A U.S. federal court sentenced Chinese national Jingliang Su to 46 months in prison and ordered restitution after he pleaded guilty to conspiring to operate an illegal money‑transmitting business that laundered about $36.9M from 174 U.S. victims. DOJ prosecutors detailed use of fake trading sites, dating‑app contacts, and U.S. shell accounts to convert stolen funds to stablecoins and move proceeds overseas.

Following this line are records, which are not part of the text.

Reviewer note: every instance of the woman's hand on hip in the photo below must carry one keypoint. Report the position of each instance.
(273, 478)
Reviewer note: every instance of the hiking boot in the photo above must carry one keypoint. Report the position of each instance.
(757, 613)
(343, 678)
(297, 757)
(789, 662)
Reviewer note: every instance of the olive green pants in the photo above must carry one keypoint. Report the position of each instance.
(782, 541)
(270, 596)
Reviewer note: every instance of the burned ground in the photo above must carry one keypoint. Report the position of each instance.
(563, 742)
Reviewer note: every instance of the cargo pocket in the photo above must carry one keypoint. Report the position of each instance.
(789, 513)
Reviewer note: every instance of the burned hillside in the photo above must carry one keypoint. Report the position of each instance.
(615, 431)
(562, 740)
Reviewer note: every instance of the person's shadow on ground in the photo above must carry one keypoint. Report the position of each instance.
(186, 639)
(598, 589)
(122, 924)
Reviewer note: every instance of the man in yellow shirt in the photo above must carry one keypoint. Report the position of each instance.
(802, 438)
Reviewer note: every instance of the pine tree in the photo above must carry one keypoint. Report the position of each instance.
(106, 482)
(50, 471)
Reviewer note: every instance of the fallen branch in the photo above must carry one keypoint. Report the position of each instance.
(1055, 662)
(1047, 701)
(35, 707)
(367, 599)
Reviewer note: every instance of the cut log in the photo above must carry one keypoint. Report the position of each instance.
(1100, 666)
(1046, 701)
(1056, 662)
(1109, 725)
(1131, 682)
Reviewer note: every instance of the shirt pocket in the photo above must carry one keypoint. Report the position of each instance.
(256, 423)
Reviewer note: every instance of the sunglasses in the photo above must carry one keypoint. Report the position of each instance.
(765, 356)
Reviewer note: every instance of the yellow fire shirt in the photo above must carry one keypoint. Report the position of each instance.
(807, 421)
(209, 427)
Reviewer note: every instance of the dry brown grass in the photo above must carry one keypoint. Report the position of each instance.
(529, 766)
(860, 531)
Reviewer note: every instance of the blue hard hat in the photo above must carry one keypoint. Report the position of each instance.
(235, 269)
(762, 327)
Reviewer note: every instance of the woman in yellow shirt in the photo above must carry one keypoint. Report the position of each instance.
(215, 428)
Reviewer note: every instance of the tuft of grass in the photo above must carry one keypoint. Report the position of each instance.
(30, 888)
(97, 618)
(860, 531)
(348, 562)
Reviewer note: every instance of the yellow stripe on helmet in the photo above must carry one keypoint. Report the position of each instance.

The U.S. Department of Justice announced that Jingliang Su received a 46‑month federal prison sentence and restitution following his guilty plea for conspiracy to operate an unlicensed money‑transmitting business tied to large‑scale crypto investment scams. Prosecutors attributed roughly $36.9 million in losses to the laundering network, which targeted 174 U.S. victims through Cambodia‑based operations commonly described as pig‑butchering schemes. Investigations revealed an integrated fraud model: perpetrators employed fake online trading platforms, cultivated victims via dating apps and romance lures, and used U.S. bank accounts and shell entities to convert tainted funds into stablecoins. Funds were then funneled to overseas scam centers. The DOJ emphasized coordinated enforcement and financial‑crime disruption, noting the sentence reflects efforts to degrade global scam infrastructure and deter facilitators who enable cross‑border laundering. The case highlights continuing challenges in tracing crypto flows, the role of intermediaries in laundering complex fraud proceeds, and the U.S. focus on prosecuting those who build and sustain illicit transmission networks.